Fora isso, tentei fotografar uma das árvores mais bonitas do meu bairro e fui atrapalhada pelos fios de eletricidade (no terreno dessa árvore ficava uma casa bem antiga que foi demolida para construírem apartamentos no lugar. Quando isso aconteceu, fiquei morrendo de medo que a derrubassem, mas dois anos já se passaram e nada foi construído no lugar). Anualmente meu município realiza um festival de flores -- segunda foto --; e fui presenteada pelo meu namorado com um vaso de Begônias que chamei de Beyoncé pra fazer piada ruim por as duas começarem com "Be", mas no exato momento em que escrevo isso estou olhando para o vaso e vendo um total de zero flores (aceito dicas).

Ah, o texto foi publicado em Maio, mas como o escrevi em Abril também vou deixar aqui, apareci lá no Valkirias em um especial para a semana do trabalho: Paula Proctor e a árdua jornada de trabalho feminina. Se você também assiste Crazy Ex-Girlfriend, espero que te contemple.

Que os bons pequenos momentos continuem, pra vocês e pra mim!

Consolação.


São 22:40 de um sábado a noite e as luzes piscam. Não são coloridas e não acompanham nenhum ritmo como naquela noite de Janeiro de 2017, mas me sinto perdida, assim como naquele dia.
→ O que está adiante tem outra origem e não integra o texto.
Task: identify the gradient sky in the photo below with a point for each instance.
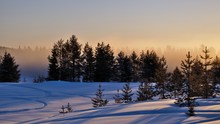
(122, 23)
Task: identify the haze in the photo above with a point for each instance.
(125, 24)
(122, 23)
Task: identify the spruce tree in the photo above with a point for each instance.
(127, 93)
(177, 80)
(135, 67)
(207, 62)
(117, 97)
(53, 70)
(186, 66)
(124, 69)
(99, 101)
(104, 61)
(88, 63)
(144, 92)
(161, 76)
(197, 78)
(74, 49)
(9, 69)
(149, 65)
(215, 70)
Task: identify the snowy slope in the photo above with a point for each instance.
(41, 103)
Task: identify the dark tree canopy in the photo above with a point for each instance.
(104, 61)
(9, 69)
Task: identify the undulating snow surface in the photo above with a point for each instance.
(41, 103)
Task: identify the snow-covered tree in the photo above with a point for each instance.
(88, 63)
(123, 67)
(135, 67)
(74, 50)
(149, 65)
(144, 92)
(9, 71)
(177, 81)
(215, 70)
(127, 93)
(186, 66)
(197, 78)
(53, 70)
(117, 97)
(104, 61)
(207, 62)
(161, 77)
(99, 101)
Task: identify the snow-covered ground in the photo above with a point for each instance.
(41, 103)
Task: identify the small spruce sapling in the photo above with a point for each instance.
(99, 101)
(69, 108)
(62, 109)
(127, 93)
(191, 111)
(117, 97)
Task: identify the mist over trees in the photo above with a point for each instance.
(72, 61)
(9, 71)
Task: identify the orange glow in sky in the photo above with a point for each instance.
(121, 23)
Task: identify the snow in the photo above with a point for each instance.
(41, 103)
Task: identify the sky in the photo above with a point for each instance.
(135, 24)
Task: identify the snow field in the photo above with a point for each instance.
(41, 103)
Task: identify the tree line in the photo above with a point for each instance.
(9, 71)
(70, 61)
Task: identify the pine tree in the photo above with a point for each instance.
(74, 49)
(186, 66)
(9, 69)
(53, 70)
(215, 70)
(127, 93)
(206, 64)
(117, 97)
(144, 92)
(177, 80)
(161, 76)
(197, 78)
(88, 63)
(149, 65)
(99, 101)
(104, 61)
(135, 67)
(123, 67)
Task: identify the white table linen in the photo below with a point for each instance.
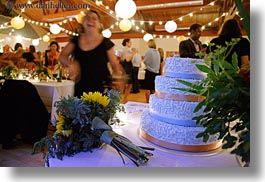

A rua era lotada e as conversas eram muitas. Eu tentava fazer parte e sabia que não estava me saindo muito bem, mas precisava tentar — era o sexto dia de um ano novo e eu queria deixar aquela sensação de raramente me encaixar pra trás. 

Passaram horas, tocaram músicas, alguns copos virados e a certeza de que eu não deveria estar ali aumentava. Eu não deveria estar na parte de cima, não deveria ter bebido mais, não deveria, não deveria, não deveria.

Mas eu estava. 

Assim como você que me olhou diferente quando fiquei tímida e me encolhi daquele jeito estranho em que os dois braços viram um só. Que sentou do meu lado e falou o mais sem graça possível. Que me ouviu na conversa rápida de "a carteira é tipo um órgão fora do corpo." Você estava, eu estava, e mesmo depois das horas e das luzes e das músicas e do fato já citado de que eu não deveria estar na parte de cima, nós dois estávamos lá fora e lá dentro e em todos os cantos da rua Augusta com paradas e beijinhos e mãos dadas. 

O dicionário define Consolação como um ato de conforto ou um motivo de alegria. Você foi o meu consolo em uma noite que nada encaixava e me trouxe alegria pra todos os dias desde então. Gosto de pensar que meses depois da noite em que as luzes piscavam, a música tocava e tudo o que não fosse nós dois não se encaixava, muitos dos nossos encontros continuaram sendo ali, na estação cujo nome diz o que ela me deu quando nos apresentou: conforto e alegria. Só não queria hoje precisar ser consolada por isso. Queria ser alegre. Contigo.